RFodchuk recently found a smashing article promoting the 1998 “Longitude” documentary movie, Appreciation recap here. It is an excellent adaptation, and Patrick Malahide does a fantastic job of bringing the driven and feisty John Harrison to life. And what a life it was. Harrison’s unrelenting work in building high precision timekeepers to establish longitude at sea saved countless lives and also probably many economies. Without him, Britannia may not have Ruled the Waves as she did.
I recently read and thoroughly enjoyed Dava Sobel’s very well-written book “Longitude” on which the movie is largely based. My enjoyment was even more enhanced by being able to use Mr. Malahide’s performance as a backdrop in my mind’s eyes and ears.
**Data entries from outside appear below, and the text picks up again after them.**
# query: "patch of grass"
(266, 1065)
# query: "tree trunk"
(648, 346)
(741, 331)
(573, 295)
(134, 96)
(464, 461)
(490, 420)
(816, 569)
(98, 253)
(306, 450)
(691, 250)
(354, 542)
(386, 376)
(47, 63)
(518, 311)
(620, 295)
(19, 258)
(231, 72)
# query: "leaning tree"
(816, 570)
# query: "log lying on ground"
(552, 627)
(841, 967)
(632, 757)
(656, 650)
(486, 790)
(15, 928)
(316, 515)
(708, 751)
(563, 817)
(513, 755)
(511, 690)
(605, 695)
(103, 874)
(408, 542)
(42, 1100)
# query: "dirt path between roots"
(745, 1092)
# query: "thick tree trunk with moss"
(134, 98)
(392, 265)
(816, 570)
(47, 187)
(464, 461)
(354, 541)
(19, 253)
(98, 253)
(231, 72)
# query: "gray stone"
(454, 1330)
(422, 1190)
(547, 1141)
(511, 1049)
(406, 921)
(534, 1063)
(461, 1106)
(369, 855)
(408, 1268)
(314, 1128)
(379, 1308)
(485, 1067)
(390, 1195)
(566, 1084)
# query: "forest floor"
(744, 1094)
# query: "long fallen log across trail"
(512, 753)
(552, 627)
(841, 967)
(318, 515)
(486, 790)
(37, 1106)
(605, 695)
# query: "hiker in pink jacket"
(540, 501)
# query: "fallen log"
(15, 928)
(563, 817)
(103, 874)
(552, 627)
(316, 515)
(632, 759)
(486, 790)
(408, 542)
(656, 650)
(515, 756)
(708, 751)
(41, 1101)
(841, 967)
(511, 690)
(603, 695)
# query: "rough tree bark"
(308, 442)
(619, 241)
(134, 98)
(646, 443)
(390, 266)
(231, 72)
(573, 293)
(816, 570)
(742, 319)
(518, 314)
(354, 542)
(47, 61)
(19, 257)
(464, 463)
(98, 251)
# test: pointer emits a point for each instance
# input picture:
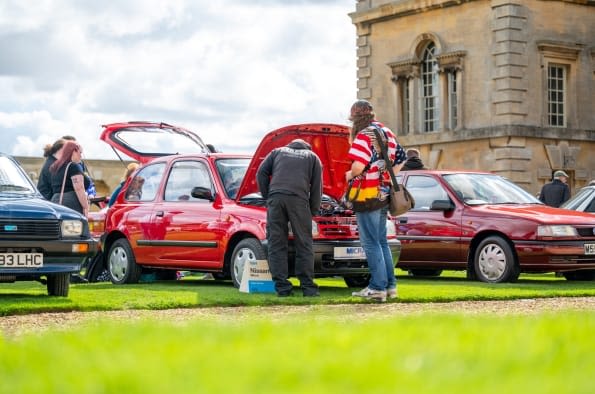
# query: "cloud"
(229, 70)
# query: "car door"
(429, 235)
(186, 228)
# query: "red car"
(487, 225)
(201, 211)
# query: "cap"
(361, 107)
(560, 173)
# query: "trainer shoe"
(371, 294)
(391, 293)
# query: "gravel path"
(15, 326)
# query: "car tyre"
(357, 280)
(246, 251)
(121, 263)
(494, 261)
(425, 272)
(580, 275)
(58, 284)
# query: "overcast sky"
(230, 70)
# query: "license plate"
(21, 260)
(349, 253)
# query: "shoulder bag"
(400, 200)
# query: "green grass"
(312, 352)
(30, 297)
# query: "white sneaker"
(376, 295)
(392, 293)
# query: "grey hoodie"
(293, 169)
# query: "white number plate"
(21, 260)
(349, 253)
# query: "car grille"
(36, 229)
(340, 226)
(588, 232)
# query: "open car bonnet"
(329, 141)
(144, 141)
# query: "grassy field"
(316, 351)
(30, 297)
(310, 353)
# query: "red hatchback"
(487, 225)
(201, 211)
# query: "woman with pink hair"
(68, 185)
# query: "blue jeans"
(372, 234)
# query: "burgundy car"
(487, 225)
(201, 211)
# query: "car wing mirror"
(202, 193)
(442, 205)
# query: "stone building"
(506, 86)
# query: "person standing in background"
(51, 153)
(68, 183)
(413, 161)
(370, 169)
(557, 191)
(290, 179)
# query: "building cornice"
(398, 9)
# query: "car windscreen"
(12, 179)
(478, 189)
(232, 172)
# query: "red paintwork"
(223, 222)
(446, 239)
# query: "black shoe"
(312, 294)
(78, 279)
(285, 294)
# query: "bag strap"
(64, 182)
(384, 151)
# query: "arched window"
(430, 110)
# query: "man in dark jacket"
(413, 161)
(557, 191)
(290, 179)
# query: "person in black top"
(290, 179)
(413, 161)
(557, 191)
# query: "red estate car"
(487, 225)
(201, 211)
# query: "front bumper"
(325, 263)
(59, 256)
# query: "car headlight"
(71, 228)
(391, 229)
(556, 231)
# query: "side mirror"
(442, 205)
(202, 193)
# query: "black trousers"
(281, 210)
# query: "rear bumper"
(557, 256)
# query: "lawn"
(312, 351)
(30, 297)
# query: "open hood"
(329, 141)
(144, 141)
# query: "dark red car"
(487, 225)
(201, 211)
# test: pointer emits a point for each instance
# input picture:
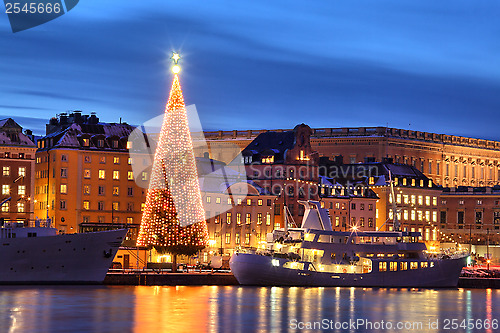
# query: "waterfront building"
(83, 176)
(416, 196)
(471, 214)
(448, 160)
(17, 159)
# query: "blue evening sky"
(263, 64)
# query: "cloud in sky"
(264, 64)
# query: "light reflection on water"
(231, 309)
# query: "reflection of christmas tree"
(173, 219)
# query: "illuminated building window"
(268, 160)
(302, 156)
(382, 266)
(5, 189)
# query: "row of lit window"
(414, 215)
(403, 266)
(21, 189)
(248, 218)
(21, 171)
(102, 219)
(230, 201)
(20, 207)
(414, 199)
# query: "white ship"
(38, 255)
(314, 255)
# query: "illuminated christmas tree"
(173, 220)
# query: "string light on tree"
(174, 219)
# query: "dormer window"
(268, 160)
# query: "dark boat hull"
(253, 269)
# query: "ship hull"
(253, 269)
(82, 258)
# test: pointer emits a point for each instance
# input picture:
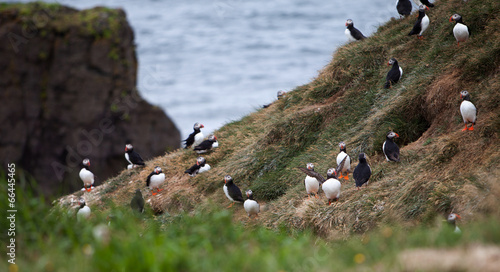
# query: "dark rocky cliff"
(68, 91)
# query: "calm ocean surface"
(216, 61)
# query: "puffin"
(390, 148)
(83, 211)
(251, 206)
(421, 24)
(403, 7)
(232, 191)
(468, 110)
(394, 75)
(196, 137)
(460, 31)
(352, 33)
(312, 180)
(137, 202)
(362, 172)
(155, 179)
(207, 145)
(347, 165)
(452, 220)
(199, 167)
(86, 176)
(133, 157)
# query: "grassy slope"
(442, 168)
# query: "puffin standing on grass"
(390, 148)
(196, 137)
(232, 191)
(468, 110)
(83, 211)
(362, 172)
(155, 179)
(421, 24)
(207, 145)
(394, 75)
(460, 31)
(86, 176)
(352, 33)
(312, 180)
(342, 156)
(199, 167)
(133, 157)
(251, 206)
(403, 7)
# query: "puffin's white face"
(392, 134)
(86, 162)
(128, 147)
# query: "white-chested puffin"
(421, 24)
(403, 7)
(312, 180)
(347, 164)
(207, 145)
(460, 31)
(87, 176)
(232, 191)
(196, 137)
(83, 211)
(251, 206)
(352, 33)
(199, 167)
(468, 110)
(452, 220)
(394, 75)
(137, 202)
(362, 172)
(390, 148)
(133, 157)
(155, 179)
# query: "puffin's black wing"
(235, 193)
(148, 180)
(362, 174)
(193, 169)
(404, 7)
(340, 166)
(205, 145)
(135, 158)
(137, 203)
(357, 34)
(417, 27)
(312, 173)
(190, 139)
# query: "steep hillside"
(442, 169)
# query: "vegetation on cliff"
(443, 169)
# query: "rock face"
(68, 91)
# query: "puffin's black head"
(455, 17)
(228, 179)
(331, 173)
(128, 148)
(86, 162)
(197, 126)
(342, 146)
(201, 161)
(392, 61)
(465, 95)
(391, 135)
(281, 94)
(349, 23)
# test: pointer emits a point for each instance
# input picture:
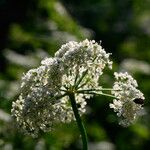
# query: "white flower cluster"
(126, 92)
(44, 100)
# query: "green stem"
(79, 121)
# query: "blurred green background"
(31, 30)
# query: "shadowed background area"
(31, 30)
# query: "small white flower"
(125, 90)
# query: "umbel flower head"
(75, 68)
(126, 92)
(43, 100)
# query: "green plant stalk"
(79, 121)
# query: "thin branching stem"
(79, 121)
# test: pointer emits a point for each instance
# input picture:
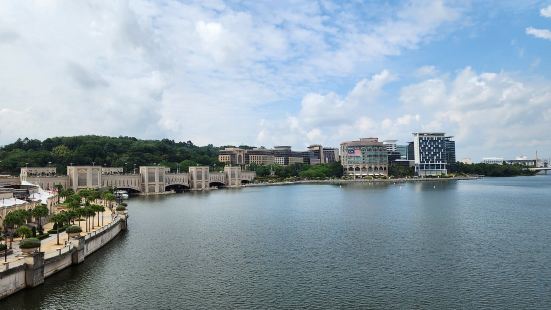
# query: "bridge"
(149, 179)
(539, 169)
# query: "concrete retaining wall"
(12, 280)
(57, 263)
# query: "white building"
(493, 160)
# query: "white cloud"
(497, 110)
(199, 70)
(539, 33)
(546, 12)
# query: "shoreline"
(359, 181)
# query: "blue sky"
(280, 72)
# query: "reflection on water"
(457, 244)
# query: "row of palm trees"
(17, 219)
(79, 205)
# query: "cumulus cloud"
(539, 33)
(200, 70)
(498, 110)
(546, 12)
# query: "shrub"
(42, 236)
(54, 231)
(24, 231)
(29, 243)
(73, 229)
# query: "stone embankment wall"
(39, 266)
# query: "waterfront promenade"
(355, 181)
(49, 245)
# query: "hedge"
(29, 243)
(73, 229)
(54, 231)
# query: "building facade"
(493, 160)
(149, 180)
(364, 157)
(431, 153)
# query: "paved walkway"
(49, 245)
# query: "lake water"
(458, 244)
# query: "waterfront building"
(411, 151)
(315, 154)
(493, 160)
(364, 157)
(330, 155)
(466, 161)
(259, 156)
(232, 156)
(45, 177)
(431, 153)
(149, 180)
(403, 150)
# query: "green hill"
(105, 151)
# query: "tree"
(24, 231)
(108, 197)
(12, 220)
(39, 212)
(58, 219)
(98, 209)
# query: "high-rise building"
(431, 153)
(365, 157)
(411, 151)
(330, 155)
(403, 150)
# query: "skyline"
(284, 74)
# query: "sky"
(271, 73)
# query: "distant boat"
(122, 194)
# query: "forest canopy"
(104, 151)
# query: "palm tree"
(58, 219)
(98, 209)
(90, 213)
(81, 213)
(13, 219)
(59, 189)
(39, 212)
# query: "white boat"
(122, 194)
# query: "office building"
(364, 157)
(431, 153)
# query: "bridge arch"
(216, 184)
(178, 188)
(130, 190)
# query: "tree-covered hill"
(100, 150)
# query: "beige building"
(84, 177)
(199, 177)
(150, 180)
(153, 179)
(364, 157)
(233, 176)
(232, 156)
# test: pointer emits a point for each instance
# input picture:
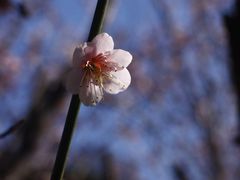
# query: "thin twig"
(59, 166)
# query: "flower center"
(96, 64)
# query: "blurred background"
(178, 120)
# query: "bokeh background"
(178, 120)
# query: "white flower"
(97, 67)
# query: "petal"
(90, 94)
(78, 55)
(117, 81)
(73, 81)
(123, 58)
(102, 43)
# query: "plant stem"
(63, 149)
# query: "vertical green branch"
(60, 162)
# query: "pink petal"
(123, 58)
(78, 55)
(73, 81)
(90, 94)
(102, 43)
(117, 81)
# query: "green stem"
(63, 149)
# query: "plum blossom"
(97, 67)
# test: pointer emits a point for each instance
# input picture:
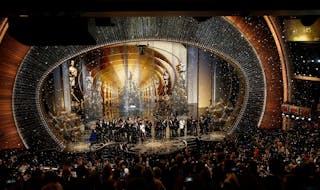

I found this part in the BBC article amusing, discussing Harrison’s writings
“[Dava] hadn’t made much use of them in her book,” says the programme’s director Peter Jones, “and when we turned to them, we could see why. They are immensely difficult to follow and are almost impenetrable.”
But by reading and re-reading, Jones and his team were able to see elements that would make the basis of useable dialogue – elements built on by Malahide and his knowledge of the Yorkshire accent.
Sobel does indeed make note of Harrison’s peculiar (even by the standard of his time) style of writing. From her book:
Summarizing the essence of his conversion chart in a handwritten heading, Harrison called it “A Table of the Sun rising and Setting in the Latitude of Barrow 53 degrees 18 Minutes; also of difference that should & will be betwixt ye Longpendillom & ye Sun if ye Clock go true.” This description owes its quaint sound partly to its antiquity, and partly to ambiguity. Harrison, according to those who admired him most, never could express himself clearly in writing. He wrote with the scrivener’s equivalent of marbles in the mouth. No matter how brilliantly ideas formed in his mind, or crystallized in his clockworks, his verbal descriptions failed to shine with the same light.
I have to laugh at “marbles in the mouth” to describe the writings. But, fortunately, Patrick Malahide was very easy to understand and delightfully conveyed Harrison’s utter tenacity and depth of spirit. Harrison’s inelegant writing combined with his dogged stubbornness come across vividly in this passage
His last published work, which outlines the whole history of his unsavory dealings with the Board of Longitude, brings his style of endless circumlocution to its peak. The first sentence runs on, virtually unpunctuated, for twenty-five pages.
Thank gawd he didn’t have a blog. Of course, no one can blame him for ranting about his mistreatment by the Board of Longitude. He encountered numerous obstacles, mostly in the form of snobby astronomers. It started out well enough for him because the first Astronomer Royal he dealt with was Edmond Halley. Halley liked a good drink and swore like a sailor. He was most certainly not a snob and got on well with the bluff Harrison.
But, as the years ticked by (pun intended), Halley passed away and was replaced by a succession of gentlemen who were most unfriendly to Harrison’s mechanical approach to a problem they viewed as having only a celestial answer. Well, la-di-da-da. Even when Harrison’s timekeeper was proven effective they thought it was too good to be true. In the Patrick Malahide version of “Longitude” we get to see some of Harrison’s vexation about that attitude with these lines
Nay, my timekeeper is beyond the reach of both the latitude and the longitude of these villainous priests of Cambridge and Oxford. The trouble with which these “lunar men” have occasioned me….
Villainous priests. 🙂 It culminates in the boo-hiss villainy from the Rev. Dr. Nevil Maskelyne who himself was a solid contender for the prize. Indeed, his own works in lunar mapping proved to be massively helpful to sea navigation, so it isn’t like he was a total boo-hisser. His lunar tables combined with Harrison’s timekeeper method really gave sailors a massive advantage.
But, Maskelyne genuinely hampered Harrison’s work by being allowed to study his sea clock and didn’t take the best of care with it. Not only that, the goal posts for the prize were regularly being moved further and further away from Harrison. Little wonder he saw them as “villainous priests” then.
So, the story of Longitude, in both televised form and book form, is a fascinating one. Dava Sobel writes in a clear, easy-to-understand manner (so, not like Harrison, then) that kept me engaged. And, of course, the Patrick Malahide tv movie is simply wonderful. Both versions give great insight to a truly great man.